El paro nacional de pilotos es un mecanismo extorsivo que perjudica a miles de pasajeros. Una vez más, el conflicto gremial apunta más a la política que a los derechos laborales.
Los pilotos de APLA anunciaron un inminente paro nacional tras el fracaso de la conciliación obligatoria por el Decreto 378/2025. La medida, presentada como un reclamo laboral, en realidad desnuda una práctica extorsiva que golpea sin piedad a la sociedad: dejar varados a quienes dependen del transporte aéreo por trabajo, salud o razones familiares.
No se trata de un conflicto menor. Cada vez que un gremio aeronáutico decide paralizar el servicio, las consecuencias son devastadoras: vuelos cancelados, pasajeros desamparados y pérdidas millonarias para el país. Y todo en nombre de un reclamo que, lejos de buscar soluciones reales, es utilizado como herramienta de presión política.

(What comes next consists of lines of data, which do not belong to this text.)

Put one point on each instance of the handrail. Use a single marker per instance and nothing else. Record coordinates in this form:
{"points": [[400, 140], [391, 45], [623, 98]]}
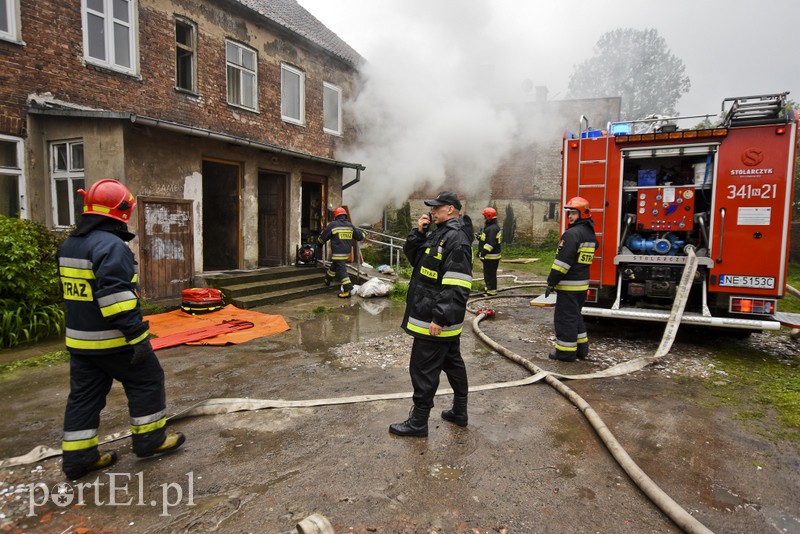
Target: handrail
{"points": [[394, 243]]}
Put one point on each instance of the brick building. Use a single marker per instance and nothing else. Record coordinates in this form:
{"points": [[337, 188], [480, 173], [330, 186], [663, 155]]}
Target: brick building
{"points": [[221, 116]]}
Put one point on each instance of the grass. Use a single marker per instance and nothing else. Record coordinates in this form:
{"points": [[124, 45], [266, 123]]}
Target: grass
{"points": [[790, 304], [51, 358], [758, 386]]}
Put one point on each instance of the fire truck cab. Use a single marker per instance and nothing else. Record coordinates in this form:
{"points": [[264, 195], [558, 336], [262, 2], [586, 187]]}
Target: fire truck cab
{"points": [[662, 185]]}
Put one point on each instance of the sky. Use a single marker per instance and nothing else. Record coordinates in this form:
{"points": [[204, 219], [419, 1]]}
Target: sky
{"points": [[438, 68]]}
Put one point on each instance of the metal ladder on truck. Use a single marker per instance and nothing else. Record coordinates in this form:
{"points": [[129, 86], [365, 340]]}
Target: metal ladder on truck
{"points": [[593, 176], [755, 110]]}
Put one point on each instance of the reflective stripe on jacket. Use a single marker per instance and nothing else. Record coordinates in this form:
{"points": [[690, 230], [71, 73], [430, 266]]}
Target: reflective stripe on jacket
{"points": [[490, 241], [570, 269], [341, 234], [99, 277], [441, 281]]}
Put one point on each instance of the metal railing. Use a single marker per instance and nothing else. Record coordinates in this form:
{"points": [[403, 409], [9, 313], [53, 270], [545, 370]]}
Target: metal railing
{"points": [[394, 243]]}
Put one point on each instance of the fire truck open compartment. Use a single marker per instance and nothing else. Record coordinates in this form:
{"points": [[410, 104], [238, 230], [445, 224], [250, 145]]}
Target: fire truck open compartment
{"points": [[662, 185]]}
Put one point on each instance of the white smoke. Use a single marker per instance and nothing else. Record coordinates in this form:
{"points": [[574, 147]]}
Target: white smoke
{"points": [[429, 110]]}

El paro, en este contexto, no es más que una forma de chantaje. Se fuerza al Gobierno a retroceder bajo la amenaza de generar caos en los aeropuertos. Una maniobra que nada tiene que ver con la defensa de la seguridad operacional, como pretenden justificar, sino con intereses sectoriales disfrazados de causas nobles.

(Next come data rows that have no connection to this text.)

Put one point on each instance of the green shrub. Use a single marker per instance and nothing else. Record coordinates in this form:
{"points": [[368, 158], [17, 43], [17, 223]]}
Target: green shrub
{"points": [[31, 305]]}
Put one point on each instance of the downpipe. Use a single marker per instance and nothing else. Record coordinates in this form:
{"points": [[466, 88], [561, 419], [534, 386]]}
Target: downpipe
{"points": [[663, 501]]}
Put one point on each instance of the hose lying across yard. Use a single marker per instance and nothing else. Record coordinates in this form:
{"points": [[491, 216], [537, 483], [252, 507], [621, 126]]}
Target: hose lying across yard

La sociedad no puede seguir siendo rehén de sindicatos que usan el transporte aéreo como arma de presión. Quienes no están conformes con su salario en una empresa estatal tienen la posibilidad de probar suerte en el sector privado, en lugar de castigar a los ciudadanos con paros recurrentes.
Es hora de que los gremios aeronáuticos asuman que el derecho a reclamar no incluye arruinar la vida de miles de personas. El transporte aéreo es un servicio esencial, y paralizarlo es una irresponsabilidad que ningún país serio debería tolerar.